One area of business and finance where inequality is rife is a female representation at board-level for the largest UK companies.
However, progress appears to be happening in this area, with the news that more than a third of board members across FTSE 350 companies are now women.
The news means that the 33% target established by the Hamilton-Alexander review has been met overall.
Despite progress, many individual FTSE 350 firms have failed to reach the target individually, with more than 4 in 10 firms falling behind.
41% of the largest UK companies still don’t have at least 33% of their boards made up by women.
In the past year, the representation of women on FTSE 350 boards has risen by 3.8%.
With businesses facing fresh challenges due to the Covid-19 pandemic, it is positive to see progress in this area, even though many firms have still not met their individual targets.
Business Secretary Alok Sharma is calling on all businesses to take action to make sure they reach the target by the end of the year.
The data shows that, within FTSE 250 firms, 18 boards feature only a single woman.
There is also one male-only board within the FTSE 250. Back in 2011, 152 of the 250 companies in the FTSE 250 were entirely male.
Business Secretary Alok Sharma said:
While I am pleased that the FTSE 350 as a whole has finally hit this historic landmark, more than 100 of the UK’s top companies have failed to meet the target.
Research shows that diverse leadership teams are more innovative and make better decisions.
As the UK economy continues to recover from coronavirus, increasing representation of women on boards represents a golden opportunity not only to rebuild, but build back better.
Denise Wilson OBE, Chief Executive of the Hampton Alexander Review, said:
Recognising the significant impact of the global COVID-19 pandemic on all business activities, it is encouraging to see the number of women at the top of British business continue to increase.
This confirms the UK’s business-led voluntary approach is working and the benefits of diversity are being recognised, with business seeking more than ever those with fresh energy, new ideas and diverse perspectives.
Sir Phillip Hampton, Chair of the Hampton-Alexander Review, said:
My thanks to the many companies that have already met or exceeded the 33% target and are now reaping the benefits of gender diverse teams.
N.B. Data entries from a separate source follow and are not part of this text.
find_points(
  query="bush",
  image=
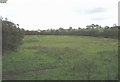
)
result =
(12, 36)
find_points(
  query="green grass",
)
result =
(63, 58)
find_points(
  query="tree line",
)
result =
(90, 30)
(12, 36)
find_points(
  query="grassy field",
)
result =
(63, 58)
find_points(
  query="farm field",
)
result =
(48, 57)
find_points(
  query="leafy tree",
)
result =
(12, 36)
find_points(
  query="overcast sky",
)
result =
(46, 14)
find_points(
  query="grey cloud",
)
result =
(94, 10)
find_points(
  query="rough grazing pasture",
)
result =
(63, 58)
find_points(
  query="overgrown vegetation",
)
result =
(63, 58)
(12, 36)
(92, 30)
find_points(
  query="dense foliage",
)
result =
(96, 30)
(12, 36)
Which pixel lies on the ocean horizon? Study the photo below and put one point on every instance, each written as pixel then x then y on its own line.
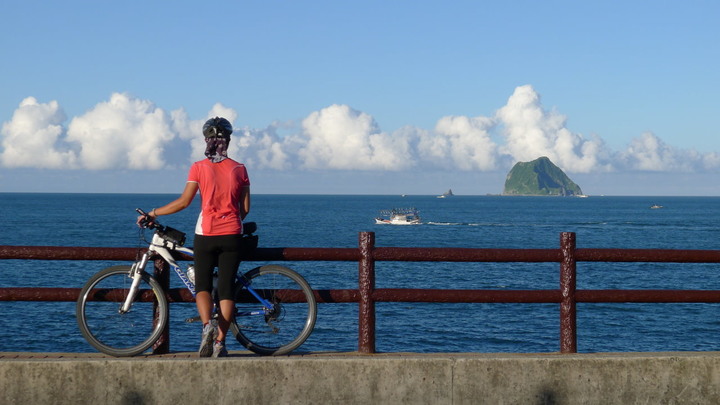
pixel 316 220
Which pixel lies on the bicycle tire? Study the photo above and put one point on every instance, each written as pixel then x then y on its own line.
pixel 293 317
pixel 109 331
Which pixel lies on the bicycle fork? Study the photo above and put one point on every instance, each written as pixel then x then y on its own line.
pixel 136 275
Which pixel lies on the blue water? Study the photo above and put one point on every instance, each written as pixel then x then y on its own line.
pixel 461 221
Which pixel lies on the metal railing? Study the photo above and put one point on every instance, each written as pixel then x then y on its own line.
pixel 366 295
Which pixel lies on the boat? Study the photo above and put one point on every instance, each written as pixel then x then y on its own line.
pixel 399 216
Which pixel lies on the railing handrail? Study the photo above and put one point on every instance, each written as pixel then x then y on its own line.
pixel 366 254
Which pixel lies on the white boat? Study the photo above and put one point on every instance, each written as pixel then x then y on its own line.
pixel 399 216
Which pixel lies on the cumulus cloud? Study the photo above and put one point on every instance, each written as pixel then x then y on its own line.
pixel 530 131
pixel 460 142
pixel 338 137
pixel 125 132
pixel 33 138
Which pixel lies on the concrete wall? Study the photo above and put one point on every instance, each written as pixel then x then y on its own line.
pixel 628 378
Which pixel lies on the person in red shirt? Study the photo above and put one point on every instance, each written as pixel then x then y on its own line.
pixel 225 201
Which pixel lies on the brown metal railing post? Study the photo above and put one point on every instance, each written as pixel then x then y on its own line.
pixel 162 275
pixel 568 306
pixel 366 286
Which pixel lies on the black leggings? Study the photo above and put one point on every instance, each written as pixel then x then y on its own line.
pixel 222 251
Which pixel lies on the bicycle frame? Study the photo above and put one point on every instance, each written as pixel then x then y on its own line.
pixel 162 247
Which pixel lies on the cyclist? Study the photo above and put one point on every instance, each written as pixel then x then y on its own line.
pixel 225 201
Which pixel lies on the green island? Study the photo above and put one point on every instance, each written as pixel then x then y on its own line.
pixel 539 177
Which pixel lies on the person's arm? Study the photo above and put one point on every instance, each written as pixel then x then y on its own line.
pixel 244 203
pixel 179 204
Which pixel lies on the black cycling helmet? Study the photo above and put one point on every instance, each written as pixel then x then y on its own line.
pixel 217 127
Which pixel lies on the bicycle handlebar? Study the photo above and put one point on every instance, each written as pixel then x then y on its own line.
pixel 248 227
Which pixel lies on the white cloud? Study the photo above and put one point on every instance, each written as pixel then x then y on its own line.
pixel 531 132
pixel 338 137
pixel 465 142
pixel 129 133
pixel 123 132
pixel 33 138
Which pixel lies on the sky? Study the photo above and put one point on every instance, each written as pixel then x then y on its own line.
pixel 371 97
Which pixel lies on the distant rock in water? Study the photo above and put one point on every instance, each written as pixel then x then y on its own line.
pixel 539 177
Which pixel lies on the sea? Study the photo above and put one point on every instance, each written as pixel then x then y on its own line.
pixel 108 220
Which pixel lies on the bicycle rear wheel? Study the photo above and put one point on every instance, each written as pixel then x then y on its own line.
pixel 115 333
pixel 282 328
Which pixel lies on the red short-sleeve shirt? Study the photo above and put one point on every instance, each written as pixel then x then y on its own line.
pixel 220 185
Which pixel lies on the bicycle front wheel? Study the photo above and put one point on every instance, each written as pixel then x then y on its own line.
pixel 112 331
pixel 289 320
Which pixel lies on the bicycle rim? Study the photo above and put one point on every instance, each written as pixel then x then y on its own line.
pixel 289 324
pixel 115 333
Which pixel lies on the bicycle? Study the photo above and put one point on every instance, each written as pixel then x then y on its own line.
pixel 123 310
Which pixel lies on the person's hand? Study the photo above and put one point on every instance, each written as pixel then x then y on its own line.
pixel 145 221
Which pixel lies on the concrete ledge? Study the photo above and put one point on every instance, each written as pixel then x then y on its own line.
pixel 351 378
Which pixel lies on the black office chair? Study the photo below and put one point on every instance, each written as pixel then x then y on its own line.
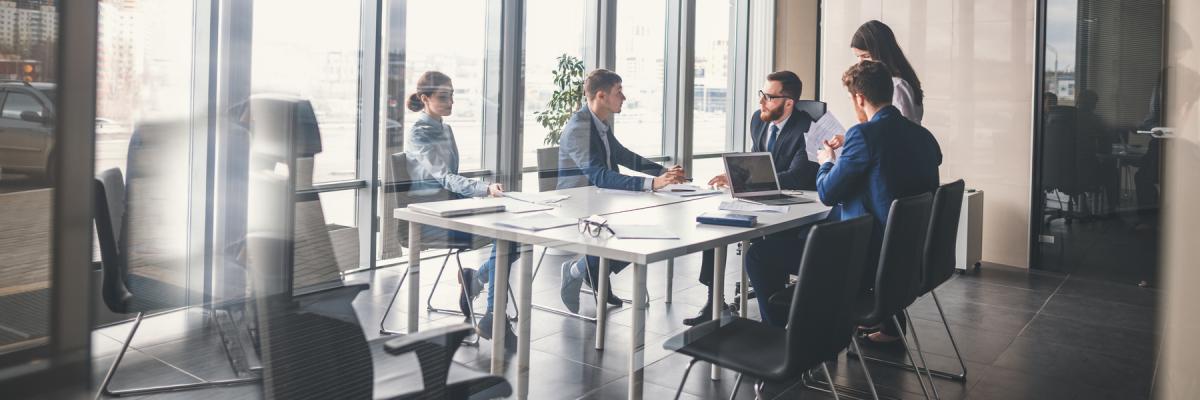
pixel 820 324
pixel 898 280
pixel 315 348
pixel 119 297
pixel 409 191
pixel 940 256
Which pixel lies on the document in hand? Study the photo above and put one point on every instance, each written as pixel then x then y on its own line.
pixel 538 221
pixel 537 198
pixel 685 190
pixel 641 232
pixel 738 206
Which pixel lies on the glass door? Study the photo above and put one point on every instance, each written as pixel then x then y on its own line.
pixel 1098 163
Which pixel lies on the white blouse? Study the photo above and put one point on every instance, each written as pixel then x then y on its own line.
pixel 904 100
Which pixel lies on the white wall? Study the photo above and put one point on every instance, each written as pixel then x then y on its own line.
pixel 1181 268
pixel 976 64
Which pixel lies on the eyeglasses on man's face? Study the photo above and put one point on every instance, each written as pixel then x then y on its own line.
pixel 594 226
pixel 765 96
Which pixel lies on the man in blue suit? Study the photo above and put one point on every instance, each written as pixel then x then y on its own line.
pixel 588 155
pixel 883 157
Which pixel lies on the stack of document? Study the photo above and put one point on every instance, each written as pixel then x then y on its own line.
pixel 641 232
pixel 537 198
pixel 538 221
pixel 687 190
pixel 739 206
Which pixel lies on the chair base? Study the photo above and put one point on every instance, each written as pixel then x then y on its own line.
pixel 181 387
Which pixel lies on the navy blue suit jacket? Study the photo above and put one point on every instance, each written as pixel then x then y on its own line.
pixel 885 159
pixel 792 165
pixel 582 162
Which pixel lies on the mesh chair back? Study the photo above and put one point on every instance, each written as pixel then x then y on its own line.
pixel 901 258
pixel 412 191
pixel 943 233
pixel 821 317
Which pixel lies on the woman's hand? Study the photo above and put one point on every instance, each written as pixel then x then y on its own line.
pixel 495 190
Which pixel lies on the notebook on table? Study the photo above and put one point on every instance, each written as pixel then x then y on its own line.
pixel 457 208
pixel 753 179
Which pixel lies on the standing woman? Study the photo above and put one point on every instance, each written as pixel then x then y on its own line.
pixel 433 156
pixel 875 41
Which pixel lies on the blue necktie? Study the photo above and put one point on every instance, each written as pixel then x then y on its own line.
pixel 774 133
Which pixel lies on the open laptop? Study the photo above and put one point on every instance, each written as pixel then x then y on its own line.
pixel 753 178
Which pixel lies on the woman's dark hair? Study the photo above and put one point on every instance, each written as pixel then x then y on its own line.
pixel 876 37
pixel 429 83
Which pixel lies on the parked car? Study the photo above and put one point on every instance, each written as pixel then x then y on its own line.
pixel 27 127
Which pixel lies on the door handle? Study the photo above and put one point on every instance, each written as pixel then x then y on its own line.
pixel 1159 132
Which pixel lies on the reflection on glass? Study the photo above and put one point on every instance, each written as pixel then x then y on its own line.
pixel 319 65
pixel 28 46
pixel 712 78
pixel 641 55
pixel 1099 174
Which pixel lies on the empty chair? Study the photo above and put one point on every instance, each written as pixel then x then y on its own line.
pixel 119 297
pixel 820 322
pixel 898 280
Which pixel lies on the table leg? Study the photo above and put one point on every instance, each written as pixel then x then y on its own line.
pixel 525 306
pixel 670 280
pixel 414 275
pixel 501 300
pixel 745 281
pixel 718 292
pixel 637 338
pixel 603 303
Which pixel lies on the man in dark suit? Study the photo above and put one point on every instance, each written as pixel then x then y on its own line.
pixel 883 157
pixel 589 154
pixel 779 127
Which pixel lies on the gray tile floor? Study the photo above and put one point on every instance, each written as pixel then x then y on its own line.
pixel 1024 335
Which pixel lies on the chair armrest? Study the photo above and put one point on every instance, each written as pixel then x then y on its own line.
pixel 437 336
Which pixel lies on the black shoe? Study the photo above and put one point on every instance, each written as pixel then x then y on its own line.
pixel 593 281
pixel 485 330
pixel 472 288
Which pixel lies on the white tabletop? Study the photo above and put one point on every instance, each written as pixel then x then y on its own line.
pixel 630 208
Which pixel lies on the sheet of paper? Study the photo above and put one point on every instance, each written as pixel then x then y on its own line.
pixel 641 232
pixel 537 221
pixel 739 206
pixel 534 197
pixel 688 190
pixel 517 207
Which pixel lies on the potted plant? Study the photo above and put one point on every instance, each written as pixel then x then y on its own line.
pixel 563 102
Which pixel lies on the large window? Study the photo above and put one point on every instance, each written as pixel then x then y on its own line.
pixel 553 28
pixel 712 90
pixel 641 63
pixel 449 36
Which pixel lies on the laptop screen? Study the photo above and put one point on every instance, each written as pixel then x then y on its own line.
pixel 751 173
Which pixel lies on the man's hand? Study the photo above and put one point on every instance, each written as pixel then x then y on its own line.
pixel 672 175
pixel 719 181
pixel 826 153
pixel 837 142
pixel 495 190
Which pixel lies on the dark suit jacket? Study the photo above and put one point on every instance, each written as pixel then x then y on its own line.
pixel 792 165
pixel 582 162
pixel 885 159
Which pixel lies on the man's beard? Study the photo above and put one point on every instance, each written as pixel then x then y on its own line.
pixel 771 114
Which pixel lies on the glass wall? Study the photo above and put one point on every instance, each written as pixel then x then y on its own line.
pixel 641 63
pixel 711 107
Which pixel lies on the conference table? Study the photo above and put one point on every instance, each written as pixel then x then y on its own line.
pixel 621 208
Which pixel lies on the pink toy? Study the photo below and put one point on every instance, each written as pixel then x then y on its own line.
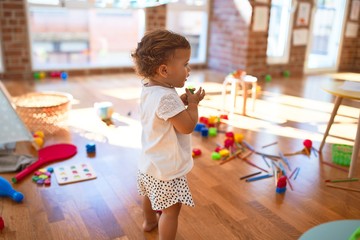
pixel 307 143
pixel 2 224
pixel 229 142
pixel 46 155
pixel 197 151
pixel 6 190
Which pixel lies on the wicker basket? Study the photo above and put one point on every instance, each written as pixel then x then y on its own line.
pixel 44 111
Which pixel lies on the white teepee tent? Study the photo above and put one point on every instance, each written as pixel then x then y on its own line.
pixel 12 128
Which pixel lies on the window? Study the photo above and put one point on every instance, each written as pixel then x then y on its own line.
pixel 1 63
pixel 279 31
pixel 78 36
pixel 190 18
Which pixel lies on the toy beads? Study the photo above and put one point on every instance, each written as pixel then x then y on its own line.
pixel 281 185
pixel 39 138
pixel 6 190
pixel 196 152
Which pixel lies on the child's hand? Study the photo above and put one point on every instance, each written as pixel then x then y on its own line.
pixel 195 97
pixel 183 98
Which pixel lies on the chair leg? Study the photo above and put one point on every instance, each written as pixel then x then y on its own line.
pixel 244 87
pixel 253 95
pixel 233 95
pixel 224 95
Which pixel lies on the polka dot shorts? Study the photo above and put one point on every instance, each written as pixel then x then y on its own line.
pixel 163 194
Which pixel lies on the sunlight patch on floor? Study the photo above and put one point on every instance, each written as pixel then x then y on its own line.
pixel 288 116
pixel 125 93
pixel 348 76
pixel 124 131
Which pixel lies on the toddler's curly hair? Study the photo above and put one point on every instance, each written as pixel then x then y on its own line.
pixel 155 48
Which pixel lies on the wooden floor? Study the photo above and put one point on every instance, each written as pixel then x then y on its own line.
pixel 287 111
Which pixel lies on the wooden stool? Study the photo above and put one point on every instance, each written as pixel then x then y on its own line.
pixel 242 79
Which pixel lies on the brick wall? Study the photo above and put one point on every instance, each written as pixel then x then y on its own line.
pixel 228 37
pixel 350 54
pixel 15 40
pixel 155 17
pixel 234 45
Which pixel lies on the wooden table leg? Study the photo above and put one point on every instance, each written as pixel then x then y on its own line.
pixel 233 94
pixel 355 152
pixel 333 114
The progress we have seen over this last decade, is down to the collective and inclusive efforts of all of our stakeholders.
In February 2020, the Investment Association and the Hampton-Alexander Review jointly wrote to around 40 companies in the FTSE 350 with one woman or less on their board, outlining concerns about the lack of gender diversity.
Companies were asked to set out what actions their board is taking to ensure progress is made to meet the 2020 target of 33% representation of women.
Most companies responded positively, recognising the benefits of board diversity and in recent months have taken action to address the shortfall of women
Chris Cummings, Chief Executive of the Investment Association, said:
The deadline for companies to meet the 33% target for gender diversity across their board and senior leadership teams is now fast approaching. Although good progress has been made with many companies recently appointing additional women to their boards and senior leadership teams, some laggards remain.”
On behalf of investors, I want to send a rallying cry to those companies that now is the time to take action and demonstrate real change. Diversity results in better decision-making and plays an essential role in a company’s long-term success and investors expect companies, at a minimum, to meet the target set.
Companies submit their gender data each year via a secure portal on the Hampton-Alexander website, which opens this year on 2nd November and then closes on 30th November.